I’ve also been catching up on blogging about my programming projects. I’ve retroactively posted some entries to the date when I did the work. Since that makes it really hard to spot new content, here are links if you are interested:

What worked

The Move/Ability/Action Point system worked very well. All player actions are a Move, and each Move uses some number of Action Points that build up over time. How many Action Points a Move takes, and whether a player can perform a given Move is determined by the Ability system. Each player has a set of Abilities. We ended up making the Abilities fairly fine grained. So there is not just a “walk” ability. It is actually broken down to walk, walk with victim, walk with item, walk into fire, etc. Each player can start with a different set of abilities to make different characters, and players can gain or lose abilities during the game. This can handle equipment or player upgrades.

The real time Timeline also worked well. Scheduling Moves for a future time was a convenient way to have things happen in the game. It allowed for scripting of events and for Moves to schedule other Moves. This allowed the Moves to be more atomic which prevented code duplication. It also allowed a fairly easy way to animate some of the Moves.

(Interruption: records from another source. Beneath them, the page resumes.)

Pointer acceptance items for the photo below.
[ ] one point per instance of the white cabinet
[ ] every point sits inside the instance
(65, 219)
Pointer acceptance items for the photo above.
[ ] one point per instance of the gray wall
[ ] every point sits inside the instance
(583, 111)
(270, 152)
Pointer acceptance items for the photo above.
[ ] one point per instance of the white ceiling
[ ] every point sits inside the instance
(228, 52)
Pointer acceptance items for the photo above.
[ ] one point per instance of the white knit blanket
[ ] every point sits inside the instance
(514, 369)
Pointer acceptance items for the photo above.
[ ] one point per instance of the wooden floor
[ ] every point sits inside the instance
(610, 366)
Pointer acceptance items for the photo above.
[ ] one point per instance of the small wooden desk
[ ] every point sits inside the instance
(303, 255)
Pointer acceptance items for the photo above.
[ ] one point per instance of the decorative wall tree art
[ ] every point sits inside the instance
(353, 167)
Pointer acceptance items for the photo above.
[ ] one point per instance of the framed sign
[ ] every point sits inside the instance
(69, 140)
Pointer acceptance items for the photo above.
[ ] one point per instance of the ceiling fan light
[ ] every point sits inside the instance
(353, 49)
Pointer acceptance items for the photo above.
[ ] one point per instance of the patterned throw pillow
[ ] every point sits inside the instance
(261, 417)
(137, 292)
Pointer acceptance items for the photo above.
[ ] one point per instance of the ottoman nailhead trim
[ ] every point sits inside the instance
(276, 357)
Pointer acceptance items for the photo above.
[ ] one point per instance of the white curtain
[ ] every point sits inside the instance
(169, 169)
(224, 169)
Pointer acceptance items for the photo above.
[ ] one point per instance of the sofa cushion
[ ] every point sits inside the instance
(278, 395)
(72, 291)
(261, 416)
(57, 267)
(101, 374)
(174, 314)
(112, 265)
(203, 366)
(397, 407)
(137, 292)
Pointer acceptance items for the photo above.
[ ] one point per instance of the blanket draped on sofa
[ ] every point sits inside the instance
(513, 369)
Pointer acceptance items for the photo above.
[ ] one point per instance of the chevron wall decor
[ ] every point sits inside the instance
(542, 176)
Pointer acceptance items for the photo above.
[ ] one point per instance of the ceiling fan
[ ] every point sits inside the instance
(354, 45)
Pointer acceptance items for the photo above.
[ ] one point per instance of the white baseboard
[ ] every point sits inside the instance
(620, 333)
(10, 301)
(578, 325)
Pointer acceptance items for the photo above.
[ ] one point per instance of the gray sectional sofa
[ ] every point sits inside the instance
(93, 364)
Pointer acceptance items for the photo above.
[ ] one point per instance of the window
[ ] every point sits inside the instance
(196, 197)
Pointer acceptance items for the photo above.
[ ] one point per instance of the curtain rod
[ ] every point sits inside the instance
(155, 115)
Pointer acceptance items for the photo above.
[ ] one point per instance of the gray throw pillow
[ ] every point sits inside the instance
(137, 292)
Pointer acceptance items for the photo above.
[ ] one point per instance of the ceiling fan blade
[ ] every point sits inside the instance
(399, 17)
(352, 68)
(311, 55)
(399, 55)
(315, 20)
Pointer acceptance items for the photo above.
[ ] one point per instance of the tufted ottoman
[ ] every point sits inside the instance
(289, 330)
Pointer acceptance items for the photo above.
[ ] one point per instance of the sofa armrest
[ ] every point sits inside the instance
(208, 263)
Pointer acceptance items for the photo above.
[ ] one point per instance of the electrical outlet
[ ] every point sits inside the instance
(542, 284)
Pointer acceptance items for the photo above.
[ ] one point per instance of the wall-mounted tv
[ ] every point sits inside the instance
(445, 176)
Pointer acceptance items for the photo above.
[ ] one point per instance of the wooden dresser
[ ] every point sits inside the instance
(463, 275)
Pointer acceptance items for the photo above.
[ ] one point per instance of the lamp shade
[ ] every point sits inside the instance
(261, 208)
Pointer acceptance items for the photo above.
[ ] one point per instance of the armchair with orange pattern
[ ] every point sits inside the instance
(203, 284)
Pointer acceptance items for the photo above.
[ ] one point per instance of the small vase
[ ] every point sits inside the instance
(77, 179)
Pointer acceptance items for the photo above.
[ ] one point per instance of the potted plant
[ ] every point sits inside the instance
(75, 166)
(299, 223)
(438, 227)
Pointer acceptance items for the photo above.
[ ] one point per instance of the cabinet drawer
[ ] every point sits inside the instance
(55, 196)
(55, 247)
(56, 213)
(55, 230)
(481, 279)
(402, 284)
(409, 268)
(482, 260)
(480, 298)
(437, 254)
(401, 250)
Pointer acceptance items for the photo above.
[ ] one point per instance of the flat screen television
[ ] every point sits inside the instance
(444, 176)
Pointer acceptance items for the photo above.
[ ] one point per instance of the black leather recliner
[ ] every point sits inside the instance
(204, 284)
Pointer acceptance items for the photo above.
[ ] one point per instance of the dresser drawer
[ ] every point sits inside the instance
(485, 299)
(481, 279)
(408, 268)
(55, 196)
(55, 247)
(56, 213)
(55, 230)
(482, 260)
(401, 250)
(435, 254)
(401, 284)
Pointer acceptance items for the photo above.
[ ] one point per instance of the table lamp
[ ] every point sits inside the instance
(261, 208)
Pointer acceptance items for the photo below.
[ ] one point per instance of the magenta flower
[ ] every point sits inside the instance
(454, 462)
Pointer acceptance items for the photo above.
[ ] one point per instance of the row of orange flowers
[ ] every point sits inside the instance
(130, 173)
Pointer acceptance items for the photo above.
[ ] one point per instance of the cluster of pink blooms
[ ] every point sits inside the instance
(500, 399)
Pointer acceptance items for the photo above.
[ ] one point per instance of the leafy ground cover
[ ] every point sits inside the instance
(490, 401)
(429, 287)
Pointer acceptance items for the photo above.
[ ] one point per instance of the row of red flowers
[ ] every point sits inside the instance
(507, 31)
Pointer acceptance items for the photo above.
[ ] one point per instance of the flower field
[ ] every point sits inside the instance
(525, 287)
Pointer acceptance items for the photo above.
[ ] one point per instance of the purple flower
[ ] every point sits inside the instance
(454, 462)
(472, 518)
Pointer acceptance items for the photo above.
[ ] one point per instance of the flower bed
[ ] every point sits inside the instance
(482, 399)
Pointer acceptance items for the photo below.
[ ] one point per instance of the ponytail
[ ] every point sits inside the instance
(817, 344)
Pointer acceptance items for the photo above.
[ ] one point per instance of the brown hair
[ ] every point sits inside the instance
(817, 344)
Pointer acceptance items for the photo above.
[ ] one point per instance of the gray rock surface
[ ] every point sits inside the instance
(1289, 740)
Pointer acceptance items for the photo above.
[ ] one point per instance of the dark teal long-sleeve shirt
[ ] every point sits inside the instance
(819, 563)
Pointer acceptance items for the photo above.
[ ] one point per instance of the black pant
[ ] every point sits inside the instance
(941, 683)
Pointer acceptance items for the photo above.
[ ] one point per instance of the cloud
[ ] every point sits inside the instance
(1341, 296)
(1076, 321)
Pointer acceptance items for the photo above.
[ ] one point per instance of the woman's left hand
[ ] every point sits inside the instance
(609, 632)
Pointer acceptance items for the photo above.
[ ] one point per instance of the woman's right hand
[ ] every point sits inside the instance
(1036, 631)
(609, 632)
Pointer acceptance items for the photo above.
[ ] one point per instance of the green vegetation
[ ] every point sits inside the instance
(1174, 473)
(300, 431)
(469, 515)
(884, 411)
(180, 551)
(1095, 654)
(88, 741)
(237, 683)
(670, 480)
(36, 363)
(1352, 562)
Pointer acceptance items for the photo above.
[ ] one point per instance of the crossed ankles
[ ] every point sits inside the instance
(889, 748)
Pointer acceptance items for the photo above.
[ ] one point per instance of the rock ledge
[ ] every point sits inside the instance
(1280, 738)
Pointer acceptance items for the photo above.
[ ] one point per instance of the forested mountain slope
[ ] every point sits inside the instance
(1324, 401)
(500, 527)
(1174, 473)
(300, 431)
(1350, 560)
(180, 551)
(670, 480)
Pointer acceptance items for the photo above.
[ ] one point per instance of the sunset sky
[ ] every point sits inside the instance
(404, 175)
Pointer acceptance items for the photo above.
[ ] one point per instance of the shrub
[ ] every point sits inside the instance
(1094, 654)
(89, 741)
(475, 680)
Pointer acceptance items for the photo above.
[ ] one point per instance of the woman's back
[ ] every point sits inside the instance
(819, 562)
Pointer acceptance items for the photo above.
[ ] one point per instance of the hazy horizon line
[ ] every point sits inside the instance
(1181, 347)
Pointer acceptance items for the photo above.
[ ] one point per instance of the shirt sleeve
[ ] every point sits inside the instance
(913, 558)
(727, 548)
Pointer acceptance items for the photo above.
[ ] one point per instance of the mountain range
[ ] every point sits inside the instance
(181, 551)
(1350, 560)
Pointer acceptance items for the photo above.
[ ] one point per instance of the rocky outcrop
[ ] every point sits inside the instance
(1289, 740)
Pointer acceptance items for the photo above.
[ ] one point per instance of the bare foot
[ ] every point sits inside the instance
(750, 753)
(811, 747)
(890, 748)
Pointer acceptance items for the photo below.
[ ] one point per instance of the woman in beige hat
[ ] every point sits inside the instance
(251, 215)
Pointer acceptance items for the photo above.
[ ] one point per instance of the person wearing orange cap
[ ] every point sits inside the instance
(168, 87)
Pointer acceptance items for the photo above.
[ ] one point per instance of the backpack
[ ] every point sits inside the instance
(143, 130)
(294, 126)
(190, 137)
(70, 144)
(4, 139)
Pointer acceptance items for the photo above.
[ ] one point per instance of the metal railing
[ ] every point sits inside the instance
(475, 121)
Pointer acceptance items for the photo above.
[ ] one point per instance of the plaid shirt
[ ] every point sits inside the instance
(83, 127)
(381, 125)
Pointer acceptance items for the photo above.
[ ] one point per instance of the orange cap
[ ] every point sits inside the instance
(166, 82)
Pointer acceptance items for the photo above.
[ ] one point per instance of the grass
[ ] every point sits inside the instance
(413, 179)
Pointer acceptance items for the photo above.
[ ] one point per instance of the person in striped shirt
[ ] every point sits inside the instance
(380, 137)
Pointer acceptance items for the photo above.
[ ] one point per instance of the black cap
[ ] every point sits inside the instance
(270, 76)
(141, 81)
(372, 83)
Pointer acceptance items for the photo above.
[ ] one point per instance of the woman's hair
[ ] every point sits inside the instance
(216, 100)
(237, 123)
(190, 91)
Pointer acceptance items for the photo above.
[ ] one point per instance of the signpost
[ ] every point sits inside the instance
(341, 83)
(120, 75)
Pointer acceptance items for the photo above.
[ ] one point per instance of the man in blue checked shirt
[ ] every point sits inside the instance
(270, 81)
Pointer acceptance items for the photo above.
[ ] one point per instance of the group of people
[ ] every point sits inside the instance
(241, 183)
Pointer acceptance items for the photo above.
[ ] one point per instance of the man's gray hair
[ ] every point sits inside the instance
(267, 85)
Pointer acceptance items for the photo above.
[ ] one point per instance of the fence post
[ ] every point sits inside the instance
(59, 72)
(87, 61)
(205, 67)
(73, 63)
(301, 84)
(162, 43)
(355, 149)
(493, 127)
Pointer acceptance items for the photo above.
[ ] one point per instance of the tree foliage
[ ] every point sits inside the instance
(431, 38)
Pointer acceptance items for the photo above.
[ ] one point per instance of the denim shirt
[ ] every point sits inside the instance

Using websockets and a dumb client for the web page controls: The websocket connection is fast and reliable. We aren’t seeing much lag on our local network, even with 6 players connected at once. Having a dumb web client (all player state and move options are sent to the client) makes it easy to handle phone/connection issues. We have rare instances of someone being disconnected from the game, but all they have to do is re-load the page.

What didn’t work

The biggest problem was our method for connecting the C++ source code to the script. We have traditionally kept any GUI code in the script and game logic in the C++. This worked fairly well, but we decided that the interface between script and code would be function calls back and forth. This was more work than if we had made the C++ model classes derive from ScriptObject. This would have allowed the script to use some of the C++ model directly.

Another problem was keeping the human players separate from the fire fighters they are controlling in the code. This made the disconnect/reconnect code more complicated than necessary.

Finally, we are having a problem with the multiple inputs to the calculation of the action point cost of certain actions. We wanted the model to be fairly flexible, so to determine the cost to walk between two spaces requires input from both the fireman (what abilities do they have, are they carrying stuff) and the board (is there fire on the space, are you going up stairs). Making the abilities more fine-grained helped with this problem, but there is still quite a bit of ugly code that needs revisited before the next game using this system.